Embeddings

Explanation

Embeddings turn a piece of content into an array of floating point numbers.

The key thing about that array is that it will always be the same length, no matter how long the content is. The length is defined by the embedding model you are using.

Imagine it as co-ordinates in a very weird multi-dimensional space.

The location within the space represents the semantic meaning of the content, according to the embedding model’s weird, mostly incomprehensible understanding of the world.1

Example of usage:

I currently have 472 articles on my site.

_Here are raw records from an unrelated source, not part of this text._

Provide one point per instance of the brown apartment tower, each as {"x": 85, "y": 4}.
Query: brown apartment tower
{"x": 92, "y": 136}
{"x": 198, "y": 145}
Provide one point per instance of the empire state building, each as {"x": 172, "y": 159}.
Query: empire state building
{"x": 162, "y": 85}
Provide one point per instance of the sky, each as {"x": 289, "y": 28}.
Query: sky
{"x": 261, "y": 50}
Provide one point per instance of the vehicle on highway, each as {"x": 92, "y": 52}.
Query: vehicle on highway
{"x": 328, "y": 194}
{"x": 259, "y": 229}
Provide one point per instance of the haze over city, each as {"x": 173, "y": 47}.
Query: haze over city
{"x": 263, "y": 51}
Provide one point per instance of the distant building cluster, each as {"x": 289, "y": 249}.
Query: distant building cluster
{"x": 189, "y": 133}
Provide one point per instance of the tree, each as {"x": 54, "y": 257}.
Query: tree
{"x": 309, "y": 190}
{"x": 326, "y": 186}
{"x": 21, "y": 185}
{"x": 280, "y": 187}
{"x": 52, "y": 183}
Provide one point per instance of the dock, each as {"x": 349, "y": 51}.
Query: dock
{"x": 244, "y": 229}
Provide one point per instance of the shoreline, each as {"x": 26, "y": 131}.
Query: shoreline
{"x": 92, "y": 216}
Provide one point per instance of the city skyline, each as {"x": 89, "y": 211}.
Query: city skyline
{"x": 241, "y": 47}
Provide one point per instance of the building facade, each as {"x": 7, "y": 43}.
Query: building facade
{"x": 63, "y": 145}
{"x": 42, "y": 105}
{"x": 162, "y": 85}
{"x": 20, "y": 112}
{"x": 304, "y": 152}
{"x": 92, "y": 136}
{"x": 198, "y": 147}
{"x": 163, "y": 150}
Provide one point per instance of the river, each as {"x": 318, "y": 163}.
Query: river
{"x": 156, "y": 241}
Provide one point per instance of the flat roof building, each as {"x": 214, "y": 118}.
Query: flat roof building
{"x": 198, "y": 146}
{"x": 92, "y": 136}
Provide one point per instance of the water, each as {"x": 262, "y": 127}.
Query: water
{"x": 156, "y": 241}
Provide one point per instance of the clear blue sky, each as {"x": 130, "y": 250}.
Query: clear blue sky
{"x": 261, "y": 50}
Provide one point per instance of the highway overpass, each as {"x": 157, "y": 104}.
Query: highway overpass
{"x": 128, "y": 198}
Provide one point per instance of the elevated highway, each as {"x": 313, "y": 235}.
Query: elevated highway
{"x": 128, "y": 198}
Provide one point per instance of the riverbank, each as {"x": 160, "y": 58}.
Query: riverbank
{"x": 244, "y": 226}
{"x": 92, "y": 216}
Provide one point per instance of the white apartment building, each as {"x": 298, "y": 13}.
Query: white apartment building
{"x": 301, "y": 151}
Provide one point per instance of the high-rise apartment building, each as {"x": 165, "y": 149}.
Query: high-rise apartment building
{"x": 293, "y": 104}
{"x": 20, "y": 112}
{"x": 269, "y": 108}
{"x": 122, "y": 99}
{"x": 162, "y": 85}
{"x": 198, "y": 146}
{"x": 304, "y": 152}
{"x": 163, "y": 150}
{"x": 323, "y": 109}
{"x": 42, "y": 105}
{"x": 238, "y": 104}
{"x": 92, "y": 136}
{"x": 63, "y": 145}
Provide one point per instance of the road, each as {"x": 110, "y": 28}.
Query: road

I calculated the 1,536 dimensional embedding vector (array of floating point numbers) for each of those articles, and stored those vectors in my site’s SQLite database.

Now, if I want to find related articles for a given article, I can calculate the cosine similarity between the embedding vector for that article and every other article in the database, then return the 10 closest matches by distance.

Here’s the Python function I’m using to calculate those cosine similarity distances:

def cosine_similarity(a, b):
    dot_product = sum(x * y for x, y in zip(a, b))
    magnitude_a = sum(x * x for x in a) ** 0.5
    magnitude_b = sum(x * x for x in b) ** 0.5
    return dot_product / (magnitude_a * magnitude_b)

1

Another kind of embedding models are Word2Vec, CLIP.

Average Locations

Another trick with embeddings is to use them for classification.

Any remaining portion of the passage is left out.